ソレニとニュティアは剣を手にするとそれを空へ掲げた。
ソレニは彼女を見て微笑み
「いいだろうか?」
と告げた。
ニュティアは微笑んで空を見上げた。
ソレニは彼女の決意を読み取り
「これから先において」
我が妻と我の命をこのエクスカリバーに宿し
「我が子の命と出会い子が永遠を望んだ時は我が妻と我の命の先を授ける」
人であっても永遠の時を歩めるように
「このエクスカリバーと共に」
と言い、空へと浮かべた。
同時に二人の姿は気泡となりエクスカリバーの中へ吸い込まれた。
エクスカリバーはその場から東へと一筋の光の線を描いて消え去り、同時に映像も消え去った。
周囲には元の地下の世界が広がっていたのである。
イサミは己が旧世界で消え去った後にそんなことがあったとは知らず驚いた表情でアーサーを見た。

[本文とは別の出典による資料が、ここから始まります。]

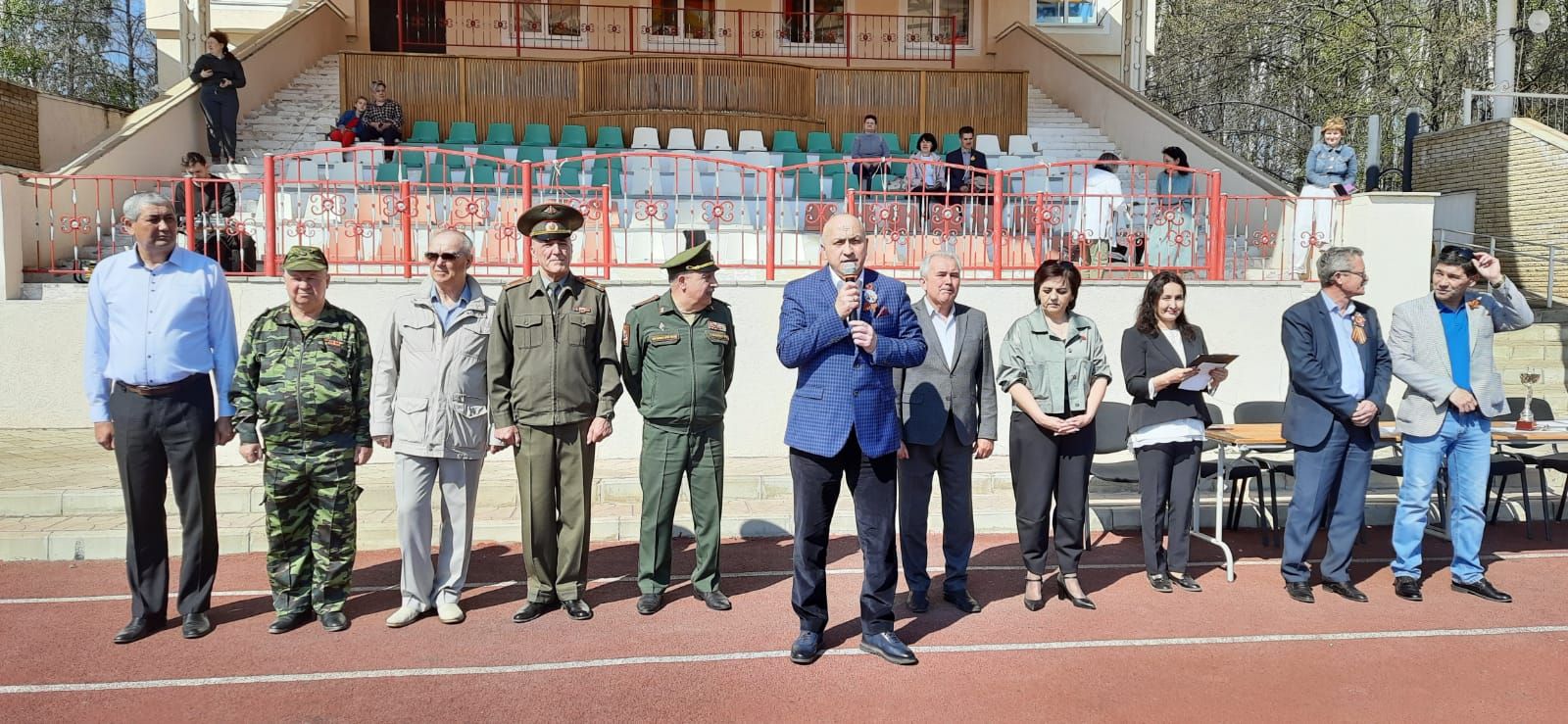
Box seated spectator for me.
[358,80,403,162]
[947,125,991,206]
[905,133,947,215]
[850,113,891,191]
[171,151,256,271]
[326,96,370,149]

ルーシェルもラルフも魔王も誰もがアーサーを見つめたのである。
恐らくあのエクスカリバーは今アーサーの手にあるエクスカリバーなのだろう。
だとすれば。
イサミは驚いているアーサーを見つめると笑みを浮かべた。
「ありがとう、アーサー」
ずっと。
ずっと。
側にいてくれたのだ。
だけど。
「なおくんはなおくんだし、アーサーはアーサーだよ」
…また冒険を楽しもうね…
言い、空を見上げると
「僕もなおくんと冒険出来て嬉しかったよ」
ありがとう
「それから…」
と『さようなら』と心で告げて、涙を頬に伝わらせながら目を閉じた。
アーサーはイサミの言葉に静かに笑むと
「ありがとう」
イサミ
「俺は、俺だ」
ただ
「俺も…イサミを守りながら一緒に旅を続けていく」
ずっとな
と手を強く握りしめた。
ルーシェルもふっと笑い
「よし、暫くは魔王宮の立て直しをしねぇとな」
イサミにアーサー
「助かった」
この礼は必ず返させてもらう
と言い中の国に送るように告げた。
二人は同時に
「「じゃあ、泉の傍の小屋に」」
と言い笑った。
ラルフはそれに
「言い忘れていたが、あの壊れた小屋は今回の借りがあったので我が部下に修繕させている」
と言い
「コーリコスのことも近いうちに知らせる」
と告げた。
そして、二人は頷き魔王に挨拶をするとルーシェルに転送されて泉の小屋へと戻ったのである。
ただ。
魔王は笑顔で二人を見送ったもののルーシェルが戻るとラルフに
「今回のこと感謝する」
その礼もあるが
「急ぎ天王と会見をしたいとおもう」
と告げた。
「一つ、気になることがある」
ルーシェルお前にも同席してもらう
「恐らくラルフ殿貴方も立ち会うことになるだろう」
それにルーシェルとラルフは顔を見合わせた。
数日後、魔王は魔王宮の修繕の場を一時離れて天王と会見したのである。
その場にやはりルーシェルとラルフが同席し魔王の言葉に息を飲みこんだ。
『我々は大いなる勘違いをしていたのではないと思われる』
そう言う言葉で始まった内容はある意味においてラルフやルーシェルに一つ納得させるものがあった。
ラルフは目を細めると
「やはりな」
と呟いた。
ルーシェルもまた
「確かにこの戦いの小康状態の理由を考えれば…な」
と呟いた。
魔王はルーシェルとみると
「お前が勤めろ」
と告げた。
「あの二人もお前なら疑わずに受け入れるだろう」
それに天王はラルフを見ると
「確かに」
ラルフ
「こちらの見張り番としてお前がするように」
と告げた。
ラルフもルーシェルも同時に頷いた。
イサミとアーサーは動き出した事態を知らず新しくなった小屋で久しぶりに穏やかな夜を迎えていたのである。
夜の闇が広がり、穏やかな風が緑の木々を揺らした。
イサミはアーサーが作った料理を前に
「綺麗に修繕されていて…凄いね」
後は術で封印するようにすれば
「大丈夫だね」
と笑った。
アーサーも席に座り
「そうだな」
あの神族も洒落たことするな
と言い
「じゃあ、食事しようか」
と笑いかけた。
二人は食事をし、これからの冒険のことに思いを馳せた。
その翌日、コーリコスの情報を持ってラルフとルーシェルが姿を見せたのである。
二人は小屋を見回し
「「これからよろしくたのむ」ぜ」
と告げた。
イサミとアーサーはどうじに「「は?」」と首を傾げ、4人の生活が始まるのであった。